MISE À JOUR » L’opposition écolo réclame une enquête sur la police municipale de Nice
Les cinq policiers niçois ont été interpellés ce lundi et placés en garde à vue. Ils sont tous suspendus à titre conservatoire, annonce la mairie.
« La Ville de Nice a découvert, suite à une réquisition judiciaire, que cinq agents de la brigade de nuit de la police municipale seraient impliqués dans des faits d’une extrême gravité » rapporte dans un communiqué Christian Estrosi ce mardi 12 avril. «(Des) faits qui demeurent à ce stade confus mais qui les conduisent à être placés en garde à vue depuis hier ».

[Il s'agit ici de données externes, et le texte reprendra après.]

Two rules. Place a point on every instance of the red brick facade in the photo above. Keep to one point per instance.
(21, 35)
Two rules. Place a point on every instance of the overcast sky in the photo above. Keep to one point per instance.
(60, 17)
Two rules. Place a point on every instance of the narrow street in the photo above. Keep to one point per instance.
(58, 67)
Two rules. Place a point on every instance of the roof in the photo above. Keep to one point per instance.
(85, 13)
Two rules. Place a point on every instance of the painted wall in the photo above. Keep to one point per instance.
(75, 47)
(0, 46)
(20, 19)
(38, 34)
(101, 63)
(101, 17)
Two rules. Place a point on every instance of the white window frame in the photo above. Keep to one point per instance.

« J’ai immédiatement demandé au directeur général des services de suspendre à titre conservatoire ces agents. »
« Si ces faits étaient confirmés, toutes les procédures seraient engagées pour obtenir la révocation de ceux qui auraient commis ces faits et la Ville se porterait partie civile » promet l’édile.
« Je ne laisserai pas l’image d’une police municipale forte de 550 policiers, dont l’attitude a toujours été irréprochable, être ternie par des comportements individuels inqualifiables et pour lesquels des sanctions sans faiblesse seront prises, en fonction des éléments de l’enquête »
Christian Estrosi, maire de Nice
Une réaction qui fait suite à des révélations de Nice-Matin ce mardi. Le quotidien rapporte que l’affaire aurait débuté après que le jeune homme aurait tagué un véhicule de la police municipale en sortant d’un bar de la vieille-ville, dans la nuit de ce dimanche à lundi.
Embarqué par les agents, la victime présumée assure avoir été menacée « de mort et de viol » et frappée à plusieurs reprises. Blessé, l’homme a été conduit aux urgences par une amie, fonctionnaire de la police nationale.
La mairie pourrait se porter civile dans le cadre de cette affaire.